Getting Started with cogxwalkr
getting-started.rmd
Introduction
cogxwalkr
is an R package designed to facilitate
crosswalking—or translating effect estimates—between different cognitive
outcome measures in studies of cognitive aging, exposures, and
interventions. It enables researchers to compare results across studies
that use different cognitive tests.
This package implements methods described in (Ackley et al. 2025). The manuscript authors developed two methods to crosswalk estimated treatment effects of cognitive outcomes that are flexible, broadly applicable, work when only summary statistics are available, and do not rely on strong distributional assumptions. This method requires access to a dataset that includes both the cognitive measure you wish to crosswalk from and the cognitive measure you wish to crosswalk to.
The package was developed by Sarah Ackley and Jason Gantenberg. This vignette demonstrates how to use cogxwalkr in R.
Installing
To install the package, you will first need to install and load the remotes package, which you can do from the R console:
To install the package:
install.packages("remotes")
remotes::install_github("jrgant/cogxwalkr")
Installation Errors
You may get an error message that reads:
Using GitHub PAT from the git credential store.
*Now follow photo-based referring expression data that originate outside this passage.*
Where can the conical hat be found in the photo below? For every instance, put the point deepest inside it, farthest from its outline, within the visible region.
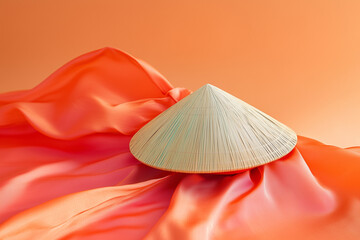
(211, 131)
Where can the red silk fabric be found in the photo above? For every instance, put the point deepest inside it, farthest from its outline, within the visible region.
(66, 171)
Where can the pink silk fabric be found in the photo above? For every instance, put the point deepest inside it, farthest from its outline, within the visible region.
(66, 171)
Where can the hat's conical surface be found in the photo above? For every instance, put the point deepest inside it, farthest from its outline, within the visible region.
(211, 131)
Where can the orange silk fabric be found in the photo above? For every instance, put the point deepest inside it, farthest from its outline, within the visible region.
(66, 171)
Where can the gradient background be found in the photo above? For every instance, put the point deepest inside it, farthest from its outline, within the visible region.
(298, 61)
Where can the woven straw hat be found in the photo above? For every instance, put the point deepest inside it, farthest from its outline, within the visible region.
(211, 131)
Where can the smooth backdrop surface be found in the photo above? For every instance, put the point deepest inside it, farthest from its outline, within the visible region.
(298, 61)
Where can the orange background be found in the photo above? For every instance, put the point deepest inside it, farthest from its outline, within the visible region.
(298, 61)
Error: Failed to install 'remotes' from GitHub:
HTTP error 401.
Bad credentials
The most likely cause is that remotes
detects a bad
Github token in your credential store. Run
gitcreds::gitcreds_delete()
, select option 2
to remove the bad credential from the store, and rerun the
remotes::install_github()
command above.
Alternatively, you may get a similar error message that reads:
Using github PAT from envvar GITHUB_PAT. Use `gitcreds::gitcreds_set()` and unset GITHUB_PAT in .Renviron (or elsewhere) if you want to use the more secure git credential store instead.
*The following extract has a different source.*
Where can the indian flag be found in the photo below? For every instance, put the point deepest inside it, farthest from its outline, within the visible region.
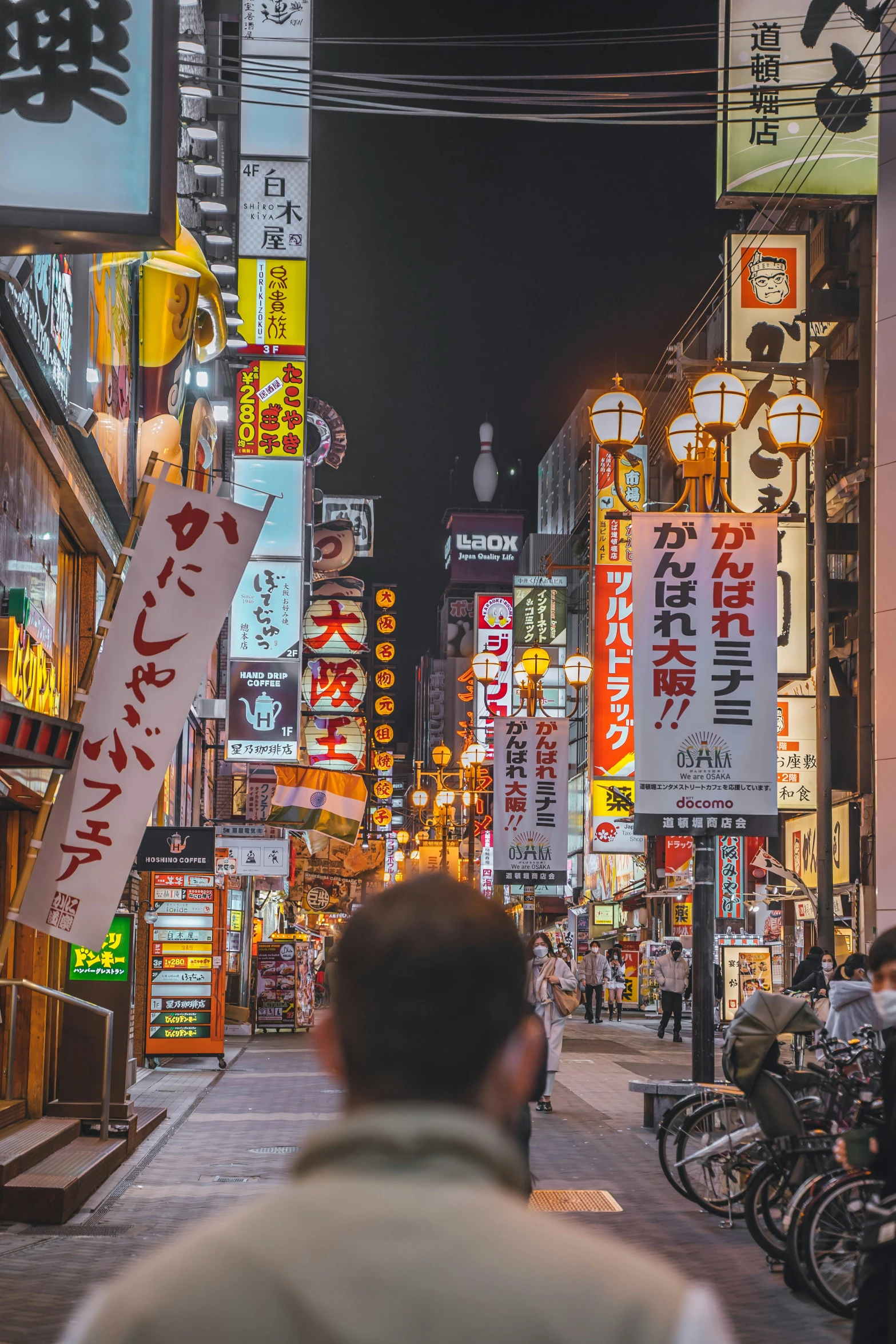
(331, 801)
Error: Failed to install 'cogxwalkr' from GitHub:
HTTP error 401.
Bad credentials
In this case, run Sys.setenv(GITHUB_PAT = "")
and then
rerun the remotes::install_github()
command above.
Motivation
As a motivating example, consider a study estimating the effect of
APOE-ε4 carrier status on scores from the MMSE (Mini-Mental State
Examination). If we wish to compare this effect to results from another
study that used the MoCA (Montreal Cognitive Assessment), we need a
conversion factor that allows us to convert a summary measure on the
MMSE scale to the MoCA scale. cogxwalkr
aids in estimating
the conversion coefficient required to crosswalk from the MMSE to the
MoCA under the following general assumptions regarding two cognitive
measures (Ackley et al. 2025):
- they measure the same underlying construct (e.g., executive function, global cognition, etc.)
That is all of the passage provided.